It’s impossible to prevent every accident or disaster, but there are some simple steps you can take that will go a long way to protecting your biggest investment.
- Know your shut-off valves. Few people know where the emergency shut-off valves are located for gas, water and electricity. Take a moment and find them, and make sure everyone in your house knows where to find them. Pro tip: give the water valve a practice twist, as these shut-offs can get jammed from years of not being used.
- Check your washer and dryer. Worn out rubber hoses in your washing machine can burst, spilling hundreds or even thousands of gallons of water on the floor. If your rubber hoses are more than just a few years old, swap them out for steel-belted hoses. And over time, lint can build up in your dryer vent and spark a fire. Luckily, a quick trip to the hardware store can reduce your risk of these common causes of fire and water damage.

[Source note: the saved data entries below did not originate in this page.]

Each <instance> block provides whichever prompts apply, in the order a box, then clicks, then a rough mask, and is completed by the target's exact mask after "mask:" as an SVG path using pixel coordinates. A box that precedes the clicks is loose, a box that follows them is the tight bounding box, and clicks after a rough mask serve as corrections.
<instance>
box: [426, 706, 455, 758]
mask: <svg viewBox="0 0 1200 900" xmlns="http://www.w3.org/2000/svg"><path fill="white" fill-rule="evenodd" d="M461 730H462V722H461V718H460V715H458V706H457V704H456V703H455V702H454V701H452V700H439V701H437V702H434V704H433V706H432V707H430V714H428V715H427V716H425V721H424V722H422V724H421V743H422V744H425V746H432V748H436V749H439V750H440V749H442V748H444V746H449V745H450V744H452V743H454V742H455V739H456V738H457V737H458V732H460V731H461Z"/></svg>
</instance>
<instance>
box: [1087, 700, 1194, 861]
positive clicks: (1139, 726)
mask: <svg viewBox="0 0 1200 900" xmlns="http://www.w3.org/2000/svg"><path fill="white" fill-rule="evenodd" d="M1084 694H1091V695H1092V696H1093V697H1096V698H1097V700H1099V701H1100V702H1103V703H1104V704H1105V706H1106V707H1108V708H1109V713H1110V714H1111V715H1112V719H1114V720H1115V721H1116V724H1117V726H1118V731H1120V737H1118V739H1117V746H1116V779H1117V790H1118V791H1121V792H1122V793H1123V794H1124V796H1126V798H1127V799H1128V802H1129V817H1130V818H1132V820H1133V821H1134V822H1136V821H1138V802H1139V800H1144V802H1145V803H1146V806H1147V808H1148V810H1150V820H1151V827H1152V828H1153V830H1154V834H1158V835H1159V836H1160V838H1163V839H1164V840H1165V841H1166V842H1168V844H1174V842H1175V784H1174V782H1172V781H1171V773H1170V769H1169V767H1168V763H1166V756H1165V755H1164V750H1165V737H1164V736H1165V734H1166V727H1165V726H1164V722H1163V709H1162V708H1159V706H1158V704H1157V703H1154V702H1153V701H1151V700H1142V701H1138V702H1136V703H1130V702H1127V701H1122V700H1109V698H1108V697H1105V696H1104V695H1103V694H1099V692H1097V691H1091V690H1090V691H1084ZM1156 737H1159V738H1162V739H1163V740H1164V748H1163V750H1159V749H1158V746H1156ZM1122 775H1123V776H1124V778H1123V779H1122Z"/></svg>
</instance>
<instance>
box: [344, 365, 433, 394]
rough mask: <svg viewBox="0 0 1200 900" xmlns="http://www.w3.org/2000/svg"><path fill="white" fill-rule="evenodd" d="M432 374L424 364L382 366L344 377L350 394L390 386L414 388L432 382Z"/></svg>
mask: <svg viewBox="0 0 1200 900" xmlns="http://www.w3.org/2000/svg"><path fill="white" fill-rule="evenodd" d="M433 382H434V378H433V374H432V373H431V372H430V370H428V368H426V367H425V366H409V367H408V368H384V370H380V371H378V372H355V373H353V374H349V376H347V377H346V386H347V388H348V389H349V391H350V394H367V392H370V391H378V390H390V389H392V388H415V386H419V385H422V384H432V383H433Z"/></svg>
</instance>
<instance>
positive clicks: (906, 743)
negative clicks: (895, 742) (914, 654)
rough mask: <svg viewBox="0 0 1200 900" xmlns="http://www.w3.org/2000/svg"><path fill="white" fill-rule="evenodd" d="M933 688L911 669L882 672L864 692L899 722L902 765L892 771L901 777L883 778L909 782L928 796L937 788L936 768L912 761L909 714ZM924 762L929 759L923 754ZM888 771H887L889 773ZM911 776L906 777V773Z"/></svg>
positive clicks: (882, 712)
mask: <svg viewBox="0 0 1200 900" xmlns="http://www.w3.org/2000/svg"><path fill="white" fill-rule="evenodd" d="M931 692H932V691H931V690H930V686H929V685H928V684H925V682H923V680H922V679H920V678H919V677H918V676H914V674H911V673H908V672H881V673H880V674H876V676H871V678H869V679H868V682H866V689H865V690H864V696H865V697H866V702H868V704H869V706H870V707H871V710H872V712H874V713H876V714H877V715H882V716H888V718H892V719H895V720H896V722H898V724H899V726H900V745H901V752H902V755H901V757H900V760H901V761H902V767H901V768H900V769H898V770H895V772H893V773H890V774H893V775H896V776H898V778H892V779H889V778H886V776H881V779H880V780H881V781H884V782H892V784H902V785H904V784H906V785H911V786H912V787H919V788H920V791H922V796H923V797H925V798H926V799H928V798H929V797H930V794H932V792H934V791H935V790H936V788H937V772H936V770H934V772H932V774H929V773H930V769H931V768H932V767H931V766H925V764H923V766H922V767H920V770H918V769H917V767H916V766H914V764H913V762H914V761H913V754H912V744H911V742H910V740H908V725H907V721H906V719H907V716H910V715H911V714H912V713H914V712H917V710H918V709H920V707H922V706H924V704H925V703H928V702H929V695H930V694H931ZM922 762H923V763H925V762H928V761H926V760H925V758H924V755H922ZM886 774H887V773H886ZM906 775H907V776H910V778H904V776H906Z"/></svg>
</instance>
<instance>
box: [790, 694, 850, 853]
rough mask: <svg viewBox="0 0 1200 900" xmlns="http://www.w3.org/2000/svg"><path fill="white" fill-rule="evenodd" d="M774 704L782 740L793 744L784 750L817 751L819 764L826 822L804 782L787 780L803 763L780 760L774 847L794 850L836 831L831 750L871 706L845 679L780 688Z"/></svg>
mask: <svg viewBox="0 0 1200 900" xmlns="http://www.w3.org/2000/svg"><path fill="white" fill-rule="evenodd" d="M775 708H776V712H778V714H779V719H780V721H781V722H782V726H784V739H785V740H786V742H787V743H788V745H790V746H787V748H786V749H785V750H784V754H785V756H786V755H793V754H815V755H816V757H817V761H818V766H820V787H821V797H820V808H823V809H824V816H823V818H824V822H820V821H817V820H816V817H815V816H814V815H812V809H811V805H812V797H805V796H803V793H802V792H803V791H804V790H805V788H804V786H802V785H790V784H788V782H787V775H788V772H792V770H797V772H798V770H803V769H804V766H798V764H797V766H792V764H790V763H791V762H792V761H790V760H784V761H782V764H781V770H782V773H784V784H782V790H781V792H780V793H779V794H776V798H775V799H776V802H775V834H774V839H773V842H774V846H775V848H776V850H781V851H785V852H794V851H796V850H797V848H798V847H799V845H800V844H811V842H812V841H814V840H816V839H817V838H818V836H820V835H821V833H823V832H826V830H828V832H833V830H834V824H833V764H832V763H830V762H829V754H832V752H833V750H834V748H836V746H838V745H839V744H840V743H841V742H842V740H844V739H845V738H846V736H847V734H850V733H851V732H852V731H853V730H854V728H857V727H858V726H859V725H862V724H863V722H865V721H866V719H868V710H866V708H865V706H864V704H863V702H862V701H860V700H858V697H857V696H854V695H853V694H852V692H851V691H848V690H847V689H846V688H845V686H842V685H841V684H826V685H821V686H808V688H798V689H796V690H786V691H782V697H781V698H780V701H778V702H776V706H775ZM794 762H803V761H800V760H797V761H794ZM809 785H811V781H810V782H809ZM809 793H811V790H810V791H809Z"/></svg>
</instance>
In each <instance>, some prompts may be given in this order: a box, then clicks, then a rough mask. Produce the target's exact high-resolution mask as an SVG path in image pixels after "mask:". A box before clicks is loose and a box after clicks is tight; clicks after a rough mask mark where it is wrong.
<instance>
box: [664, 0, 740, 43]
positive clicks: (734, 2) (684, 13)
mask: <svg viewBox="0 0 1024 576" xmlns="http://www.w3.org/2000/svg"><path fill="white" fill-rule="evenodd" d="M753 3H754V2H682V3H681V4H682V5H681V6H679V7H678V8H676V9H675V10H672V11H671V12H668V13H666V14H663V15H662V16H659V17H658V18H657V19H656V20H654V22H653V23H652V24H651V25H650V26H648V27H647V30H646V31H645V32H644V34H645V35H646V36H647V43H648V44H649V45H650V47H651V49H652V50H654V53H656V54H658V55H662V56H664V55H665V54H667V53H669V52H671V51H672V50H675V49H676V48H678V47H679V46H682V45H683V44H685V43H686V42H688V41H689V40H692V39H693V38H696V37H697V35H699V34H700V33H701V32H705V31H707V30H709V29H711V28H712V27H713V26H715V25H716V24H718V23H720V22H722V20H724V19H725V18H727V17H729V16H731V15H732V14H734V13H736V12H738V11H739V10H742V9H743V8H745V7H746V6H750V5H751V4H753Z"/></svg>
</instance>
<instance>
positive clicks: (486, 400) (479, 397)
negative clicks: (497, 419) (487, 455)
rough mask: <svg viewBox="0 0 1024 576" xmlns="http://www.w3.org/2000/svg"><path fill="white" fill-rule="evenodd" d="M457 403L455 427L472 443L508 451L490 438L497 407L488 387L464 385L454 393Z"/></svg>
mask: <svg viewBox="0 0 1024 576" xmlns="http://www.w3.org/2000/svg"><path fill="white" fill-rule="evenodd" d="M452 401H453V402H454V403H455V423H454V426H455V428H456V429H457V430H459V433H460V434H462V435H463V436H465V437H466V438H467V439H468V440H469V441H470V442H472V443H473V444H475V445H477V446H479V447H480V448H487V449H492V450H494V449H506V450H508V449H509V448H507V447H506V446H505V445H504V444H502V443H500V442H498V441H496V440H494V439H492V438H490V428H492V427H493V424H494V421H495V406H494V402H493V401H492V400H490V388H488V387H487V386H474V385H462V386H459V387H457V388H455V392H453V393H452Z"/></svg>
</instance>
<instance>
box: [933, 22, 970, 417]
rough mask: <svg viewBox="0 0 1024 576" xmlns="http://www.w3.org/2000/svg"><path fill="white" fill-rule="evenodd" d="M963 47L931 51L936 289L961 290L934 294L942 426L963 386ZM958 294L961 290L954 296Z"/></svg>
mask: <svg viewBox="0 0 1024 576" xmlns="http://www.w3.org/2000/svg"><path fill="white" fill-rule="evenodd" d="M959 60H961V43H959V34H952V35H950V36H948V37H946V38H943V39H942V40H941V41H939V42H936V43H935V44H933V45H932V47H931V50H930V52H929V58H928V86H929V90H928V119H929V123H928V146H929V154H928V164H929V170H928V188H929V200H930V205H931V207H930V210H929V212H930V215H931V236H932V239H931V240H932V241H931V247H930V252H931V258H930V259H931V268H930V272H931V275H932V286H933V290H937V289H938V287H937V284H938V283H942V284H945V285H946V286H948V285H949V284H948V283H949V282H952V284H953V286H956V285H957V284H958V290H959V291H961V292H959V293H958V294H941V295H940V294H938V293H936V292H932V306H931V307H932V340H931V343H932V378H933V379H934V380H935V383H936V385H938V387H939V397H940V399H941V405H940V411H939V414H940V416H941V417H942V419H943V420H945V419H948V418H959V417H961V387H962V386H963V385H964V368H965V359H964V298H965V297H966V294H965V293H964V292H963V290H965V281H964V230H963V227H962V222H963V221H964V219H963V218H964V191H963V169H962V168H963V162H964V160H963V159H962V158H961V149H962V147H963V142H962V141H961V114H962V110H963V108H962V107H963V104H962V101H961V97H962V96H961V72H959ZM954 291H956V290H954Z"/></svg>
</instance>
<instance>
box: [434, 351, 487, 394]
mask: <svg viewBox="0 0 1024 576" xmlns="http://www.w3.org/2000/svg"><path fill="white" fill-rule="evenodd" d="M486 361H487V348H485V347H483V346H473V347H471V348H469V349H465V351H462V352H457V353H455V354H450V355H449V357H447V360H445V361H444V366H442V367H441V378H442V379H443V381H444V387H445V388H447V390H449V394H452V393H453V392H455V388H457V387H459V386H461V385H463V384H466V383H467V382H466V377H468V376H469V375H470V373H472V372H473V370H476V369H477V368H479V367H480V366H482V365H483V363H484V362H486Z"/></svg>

- Plan ahead and find a friend. If you can’t afford a monitored security system, the next best thing is to give the appearance that someone’s home while you’re away. Install lamp timers, keep a radio turned on and tuned to a talk station, and when you’re on vacation, have a friend shovel your walkway or park their car in your driveway. Above all, keep lower-level windows and garage doors closed and all entrances locked.
- Smoke detection protection. Every home should have at least one smoke detector on each floor and test the batteries twice a year. (Make it easy and do it right before you adjust your clocks in the fall and spring.) Smoke detectors last about 10 years. Each time you get a new one, use a permanent marker to write the month and year on the back.
- Preparing for severe weather. Whether your part of the country is prone to flooding, hurricanes or other natural disasters, take a look around and consider upgrades and simple maintenance to help minimize damage from wind and water. In tornado-prone areas, a safe room is always a smart addition to protect you and your family from the storm.